Tips for the television spokesperson

Tips for the television spokesperson


My number one piece of advice is, you’ve
got to like what you’re doing, because if you don’t like talking to people and knowing
that you’re on TV, it shows. And that’s not great, and you won’t feel
happy about it, So you do have to develop a comfort level. If—you could be a bit of a ham—and a lot
of professors have to be, in order to do our job—so you could already have a comfort
level of being at the centre of attention. But I do think that’s also something that
can be acquired, right, So you can develop a goal that in a 6 month
period, I’m going to be open to doing 2 or 3 TV spots. And if the opportunity comes up I’m actually
going to say yes if it’s roughly within my area. Now very often the questions you’re going
to get will be fairly broad level, And what they want is someone who can put
the Luka Magnotta trial into some kind of broader context in terms of: How do we pick a jury?, what are some of the
challenges of being on a jury?, how does the judge handle that? They can very, very general questions that
most legally trained people can answer with some credibility.
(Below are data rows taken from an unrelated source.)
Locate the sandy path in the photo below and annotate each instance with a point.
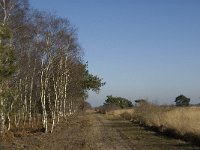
(94, 131)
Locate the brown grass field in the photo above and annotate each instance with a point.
(180, 122)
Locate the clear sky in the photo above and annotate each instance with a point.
(141, 48)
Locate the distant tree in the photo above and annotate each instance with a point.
(119, 101)
(141, 101)
(182, 100)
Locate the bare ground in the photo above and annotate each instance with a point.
(94, 131)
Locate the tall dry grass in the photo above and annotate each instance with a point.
(181, 122)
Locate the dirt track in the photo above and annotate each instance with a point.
(97, 132)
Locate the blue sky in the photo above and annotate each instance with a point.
(141, 48)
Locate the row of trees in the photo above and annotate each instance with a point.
(42, 72)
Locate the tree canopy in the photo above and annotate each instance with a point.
(182, 100)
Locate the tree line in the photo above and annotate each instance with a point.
(43, 76)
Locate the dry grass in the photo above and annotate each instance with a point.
(119, 112)
(181, 122)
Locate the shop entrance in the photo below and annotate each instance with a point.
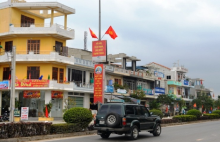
(57, 107)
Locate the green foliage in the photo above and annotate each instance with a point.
(139, 94)
(157, 112)
(212, 115)
(185, 118)
(68, 103)
(216, 112)
(49, 106)
(165, 99)
(65, 128)
(154, 104)
(194, 112)
(82, 116)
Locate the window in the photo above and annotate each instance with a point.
(34, 45)
(8, 46)
(61, 75)
(6, 73)
(129, 110)
(169, 77)
(54, 73)
(26, 21)
(33, 73)
(118, 81)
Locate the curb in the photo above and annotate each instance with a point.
(44, 137)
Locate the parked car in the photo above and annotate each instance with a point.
(124, 118)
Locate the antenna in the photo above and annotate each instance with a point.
(85, 40)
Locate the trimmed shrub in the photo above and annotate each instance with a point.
(216, 112)
(212, 116)
(157, 112)
(78, 115)
(65, 128)
(167, 121)
(194, 112)
(184, 118)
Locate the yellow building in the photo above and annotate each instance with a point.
(41, 54)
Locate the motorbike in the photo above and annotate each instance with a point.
(5, 117)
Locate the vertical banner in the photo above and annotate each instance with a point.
(99, 76)
(99, 51)
(24, 113)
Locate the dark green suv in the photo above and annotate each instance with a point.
(128, 119)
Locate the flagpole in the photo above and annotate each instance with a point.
(99, 19)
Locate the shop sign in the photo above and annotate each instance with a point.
(148, 91)
(109, 89)
(160, 90)
(31, 83)
(16, 112)
(24, 113)
(4, 84)
(56, 94)
(121, 91)
(99, 75)
(31, 94)
(99, 51)
(158, 74)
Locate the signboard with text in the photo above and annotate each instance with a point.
(31, 83)
(56, 94)
(24, 113)
(99, 51)
(31, 94)
(99, 75)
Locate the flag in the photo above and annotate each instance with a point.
(111, 32)
(46, 111)
(41, 77)
(194, 105)
(92, 33)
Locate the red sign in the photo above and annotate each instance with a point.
(56, 94)
(99, 75)
(31, 94)
(31, 83)
(99, 52)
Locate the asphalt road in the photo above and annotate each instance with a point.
(198, 132)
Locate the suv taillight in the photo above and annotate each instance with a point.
(123, 121)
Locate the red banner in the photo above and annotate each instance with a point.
(56, 94)
(99, 51)
(31, 83)
(31, 94)
(99, 74)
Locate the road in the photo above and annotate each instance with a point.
(198, 132)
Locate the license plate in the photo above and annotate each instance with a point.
(101, 122)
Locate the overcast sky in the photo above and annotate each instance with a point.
(161, 31)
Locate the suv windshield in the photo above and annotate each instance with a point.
(105, 109)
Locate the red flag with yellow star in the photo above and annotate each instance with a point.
(92, 33)
(111, 32)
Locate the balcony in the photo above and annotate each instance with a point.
(44, 56)
(41, 30)
(174, 83)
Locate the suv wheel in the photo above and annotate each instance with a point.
(105, 135)
(157, 130)
(112, 119)
(134, 132)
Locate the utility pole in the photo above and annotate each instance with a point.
(12, 97)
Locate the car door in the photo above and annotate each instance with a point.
(148, 121)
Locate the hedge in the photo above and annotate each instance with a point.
(24, 129)
(216, 112)
(212, 115)
(65, 128)
(184, 118)
(194, 112)
(157, 112)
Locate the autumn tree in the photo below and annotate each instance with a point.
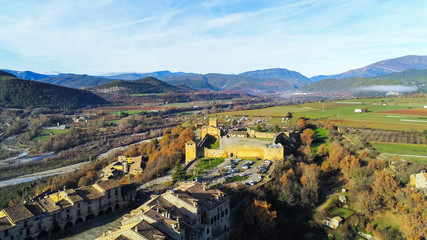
(307, 136)
(302, 123)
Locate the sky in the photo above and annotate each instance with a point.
(221, 36)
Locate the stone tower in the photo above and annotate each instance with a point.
(190, 151)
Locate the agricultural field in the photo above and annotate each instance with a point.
(343, 114)
(128, 112)
(375, 135)
(401, 149)
(46, 134)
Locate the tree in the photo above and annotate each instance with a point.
(234, 122)
(179, 173)
(301, 123)
(307, 136)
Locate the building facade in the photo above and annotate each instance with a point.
(188, 212)
(50, 213)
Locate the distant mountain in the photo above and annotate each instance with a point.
(19, 93)
(381, 68)
(293, 77)
(26, 74)
(229, 82)
(135, 76)
(144, 85)
(409, 79)
(75, 80)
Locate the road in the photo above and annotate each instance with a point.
(35, 176)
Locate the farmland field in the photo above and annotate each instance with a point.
(342, 113)
(46, 134)
(401, 149)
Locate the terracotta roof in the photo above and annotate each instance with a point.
(35, 208)
(210, 198)
(89, 193)
(49, 204)
(73, 196)
(108, 185)
(148, 231)
(5, 224)
(121, 237)
(18, 213)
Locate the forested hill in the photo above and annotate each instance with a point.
(19, 93)
(143, 85)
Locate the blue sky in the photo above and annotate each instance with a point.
(224, 36)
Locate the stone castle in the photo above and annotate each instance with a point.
(257, 150)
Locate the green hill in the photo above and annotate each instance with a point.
(230, 82)
(143, 85)
(75, 80)
(19, 93)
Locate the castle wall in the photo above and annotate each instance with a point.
(214, 153)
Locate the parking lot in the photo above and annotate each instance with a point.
(234, 171)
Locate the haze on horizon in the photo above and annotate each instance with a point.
(308, 36)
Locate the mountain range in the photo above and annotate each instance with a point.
(140, 86)
(381, 68)
(258, 81)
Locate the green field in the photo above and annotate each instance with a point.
(45, 134)
(342, 212)
(128, 112)
(401, 149)
(342, 113)
(209, 163)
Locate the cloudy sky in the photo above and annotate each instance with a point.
(224, 36)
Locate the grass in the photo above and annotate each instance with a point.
(400, 149)
(342, 212)
(45, 134)
(320, 137)
(386, 220)
(342, 113)
(215, 145)
(209, 163)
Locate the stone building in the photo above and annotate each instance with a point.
(53, 212)
(190, 151)
(188, 212)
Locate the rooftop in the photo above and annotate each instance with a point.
(18, 213)
(108, 185)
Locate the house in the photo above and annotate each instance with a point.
(52, 212)
(77, 119)
(419, 181)
(332, 222)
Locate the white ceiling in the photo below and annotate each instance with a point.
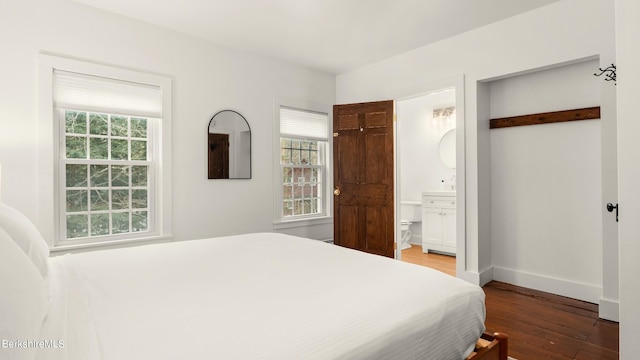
(334, 36)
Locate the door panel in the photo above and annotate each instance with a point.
(375, 239)
(363, 173)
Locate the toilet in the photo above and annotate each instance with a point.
(410, 212)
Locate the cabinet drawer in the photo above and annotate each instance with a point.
(442, 202)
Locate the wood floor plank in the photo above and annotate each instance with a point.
(539, 325)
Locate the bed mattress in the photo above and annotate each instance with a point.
(256, 296)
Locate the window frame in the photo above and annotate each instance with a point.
(280, 221)
(51, 167)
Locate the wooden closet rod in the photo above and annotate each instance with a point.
(546, 118)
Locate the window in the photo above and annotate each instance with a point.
(302, 174)
(106, 174)
(111, 155)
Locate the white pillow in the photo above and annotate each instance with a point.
(25, 234)
(23, 301)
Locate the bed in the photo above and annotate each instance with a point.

So I’m sympathetic to the anxiety about
not seeming to be an expert where you aren’t. But at the same time I think you probably
know more than you realize and can credibly speak about more than you think. That being said—because you have to like
what you’re doing—it’s perfectly fine to limit yourself to a few key areas That you know off the cuff you can talk in
a really concise and educational and interesting way about them.